We have recently carried out a computational campaign to investigate a model of coronal heating in three-dimensions using reduced magnetohydrodynamics (RMHD). Our code is built on a conventional scheme using the pseudo-spectral method, and is parallelized using MPI. The current investigation requires very long time integrations using high Lundquist numbers, where the formation of very fine current layers challenge the resolutions achievable even on massively parallel machines. We present here results of a port to Nvidia CUDA (Compute Unified Device Architecture) for hardware acceleration using graphics processing units (GPUs). In addition to a brief discussion of our general strategy, we will report code performance on several machines which span a variety of hardware configurations and capabilities. These include a desktop workstation with commodity hardware, a dedicated research workstation equipped with four Nvidia C2050 GPUs, as well as several large-scale GPU accelerated distributed memory machines: Lincoln/NCSA, Dirac/NERSC, and Keeneland/NICS.

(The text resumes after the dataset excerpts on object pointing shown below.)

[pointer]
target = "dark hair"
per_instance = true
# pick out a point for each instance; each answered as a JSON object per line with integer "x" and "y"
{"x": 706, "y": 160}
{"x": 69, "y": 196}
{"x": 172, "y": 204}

Our strategy for a comprehensive reprogramming of RMCT for GPU acceleration with CUDA can be summarized as follows:
 Perform FFTs using the CUFFT library. The library is about an order of magnitude faster than our original FFT implementation when not considering CPU-GPU memory transfers but only several times faster when including them. We aim therefore to maximize the number of FFTs per memory transfer, and to perform intermediary tasks on the GPU.
 Recycle memory of intermediate quantities. There is limited memory available on the GPU board so one must adequately budget memory allocated on board in such a manner as to observe.
 Write simple kernels for point-wise arithmetic.
 Preserve the underlying MPI decomposition. We are dealing here with two levels of parallelization, the first being the domain decomposition in z and the second being the massive parallelism afforded by GPUs.